Il cavo non è stato tranciato. Di questo gli investigatori sono ragionevolmente certi. Il punto di distacco è stato trovato sulla sommità, in un tratto particolarmente vulnerabile, nel linguaggio tecnico è conosciuto come “testa fusa”. Ma perché è importante questa scoperta?

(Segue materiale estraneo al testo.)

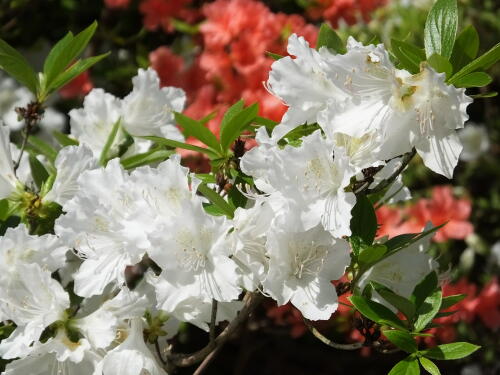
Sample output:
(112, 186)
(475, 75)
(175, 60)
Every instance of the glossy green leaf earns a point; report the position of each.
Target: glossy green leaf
(16, 66)
(364, 220)
(399, 302)
(466, 48)
(65, 52)
(441, 28)
(75, 70)
(476, 79)
(216, 199)
(440, 64)
(408, 366)
(376, 312)
(177, 144)
(408, 55)
(194, 128)
(328, 38)
(235, 125)
(451, 351)
(483, 62)
(428, 310)
(429, 366)
(370, 254)
(424, 289)
(153, 156)
(403, 340)
(104, 157)
(449, 301)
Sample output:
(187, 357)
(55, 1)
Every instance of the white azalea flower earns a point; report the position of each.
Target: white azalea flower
(249, 235)
(70, 163)
(301, 268)
(18, 247)
(106, 223)
(370, 95)
(475, 142)
(132, 357)
(57, 356)
(32, 300)
(93, 123)
(8, 179)
(310, 178)
(181, 306)
(148, 109)
(192, 251)
(402, 271)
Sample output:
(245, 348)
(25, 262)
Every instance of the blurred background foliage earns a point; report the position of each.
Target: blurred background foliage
(275, 341)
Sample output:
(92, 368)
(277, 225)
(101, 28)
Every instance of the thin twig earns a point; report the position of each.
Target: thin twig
(158, 350)
(213, 319)
(208, 359)
(406, 158)
(251, 301)
(21, 152)
(327, 341)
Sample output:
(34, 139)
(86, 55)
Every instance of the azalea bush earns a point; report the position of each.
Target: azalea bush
(264, 174)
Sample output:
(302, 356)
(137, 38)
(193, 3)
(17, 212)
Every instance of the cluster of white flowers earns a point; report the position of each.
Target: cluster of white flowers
(289, 243)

Facciamo un passo indietro. A novembre del 2020 l’impianto era stato oggetto di un controllo approfondito da parte della Leitner: società di Vipiteno che aveva effettuato un importante intervento di revamping, fra il 2014 e il 2016, ristrutturando, in parte con soldi pubblici, la funivia, considerata “a fine vita” (i lavori ammontavano a 4,5 milioni di euro); la stessa Leitner ha poi avuto in appalto, per circa 150mila euro l’anno, la manutenzione dal gestore, la Ferrovie del Mottarone srl, fino alla scadenza della concessione, nel 2028. “Secondo la relazione del novembre 2020 – precisa l’avvocato Marcello Perillo, legale di Gabriele Tadini, capotecnico della Ferrovie del Mottarone srl – il cavo era sano”. Ma in cosa consisteva l’ispezione? I tecnici avevano eseguito un “controllo magnetoscopico”, per semplificare una sorta di radiografia del cavo. E in effetti, l’ipotesi che sta emergendo sembra non gettare ombre sulla verifica: la fune, come detto, non si è spezzata, dunque il problema non era il deterioramento, mascherato da controlli che non rispondevano allo stato di fatto. Il fatto è che i rilievi magnetoscopici sono inefficaci per valutare la testa fusa, quella giuntura così delicata. Proprio per questo la legge prevede monitoraggi visivi quotidiani della sua salute, accertamenti demandati a chi gestisce l’impianto (dunque non alla Leitner, ma ancora una volta agli operatori della Ferrovie del Mottarone). E anche che ogni cinque anni, a prescindere, si proceda al taglio del pezzo finale della fune e della sua saldatura. Un appuntamento programmato a cui, il giorno dell’incidente, mancavano sei mesi.

 

Che ne è stato delle ispezioni visive? Non va dimenticato che l’interrogatorio di Gabriele Tadini, l’uomo che ha ammesso di aver disattivato il sistema frenante, ha aperto la strada per la prima volta all’ipotesi di falsificazioni: sul libro giornale non si fa cenno infatti degli strani rumori sentiti salendo a bordo la mattina di domenica 23 maggio, “anomalia” che spinge Tadini a disattivare il sistema frenante, che entrava in funzione “ogni 2-3 minuti”. “Non c’è connessione fra l’inserimento dei forchettoni e la rottura del cavo”, sostiene ancora Perillo. Questa possibilità, invece, non viene esclusa dagli inquirenti. Il dubbio è proprio che la disattivazione dei freni e la sollecitazione continua del cavo della funivia (che si è poi staccato nel punto di saldatura con la stazione) abbia avuto un ruolo nella rottura. E che l’accensione del freno, tutt’altro che malfunzionante, fosse la spia del problema, ignorato fino a trasformarsi in un disastro.